My mom had surgery on Wednesday, too. The same day as Cai.
I don’t have pictures of her procedure.
I could have had pictures of her procedure. I understand there are pictures of her procedure. In fact, I was offered pictures of her procedure.
But I was strong and right, and I refused.
You’ll be glad very, very soon.
Me: Cael, did you know Nana had surgery today? Just like Cai!
Cael: What kind of surgery did Nana have?
I didn’t think this far ahead when I started the conversation. Since it really isn’t hard to deduce where the conversation would go, this shows how very thoughtful I’m not.
Me: Well, Cael, Nana had a scope put up her butt.
Cael, more horror-stricken than when he caught his big brother, Ian, playing a brain-eating zombie computer game: WHY?!
(FYI, I think Cael’s right on the money. I’d way rather face down a brain-faced zombie than a butt scope.)
Me: Um, a scope is like a camera that a doctor can put inside our bodies to see if things are OK and good in there. Like, a doctor can put a scope down our nose or mouth to see if our throat or tummy or lungs are well.

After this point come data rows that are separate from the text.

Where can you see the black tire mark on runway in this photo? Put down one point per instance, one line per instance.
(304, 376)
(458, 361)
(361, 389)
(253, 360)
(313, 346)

But you know not to put things up your nose or in your butt, right, Cael?
At least that last question shows I’ve gained some wisdom on this parenting journey.
Cael: Duh, Mom.
(Sidenote: Cael’s 4. None of my other kids starting duhing me ’til they were at least 6. Cael’s so advanced.)
Cael, continued: Soooo, Mom? That scope that Nana put in her butt will tell the doctor if the butt is any good?
Me: Pretty much.
Cael: What will the doctor do if the butt isn’t good?
Me: I don’t know, exactly. I bet there are a lot of things doctors can do for butts, like surgery and medicine.
Cael: I hope the doctor makes Nana’s butt feel better.
I didn’t say that I doubted Nana’s butt felt better at that particular point in the day, immediately post-butt-scope procedure. So, kudos to me on keeping my mouth shut!
And, just in case you ever wonder — like I admit I do — whether or not your butt is any good, Dr. Cael has the criteria all figured out.
Cael: Mom, there’s red poop, green poop and brown poop. That means there’s three colors of poop. My poop is all those colors. And that means I have a good butt.
Good to know, Dr. Cael. Good to know.
If only you’d thought to tell Nana earlier. She could’ve avoided that whole butt scope thing in the first place.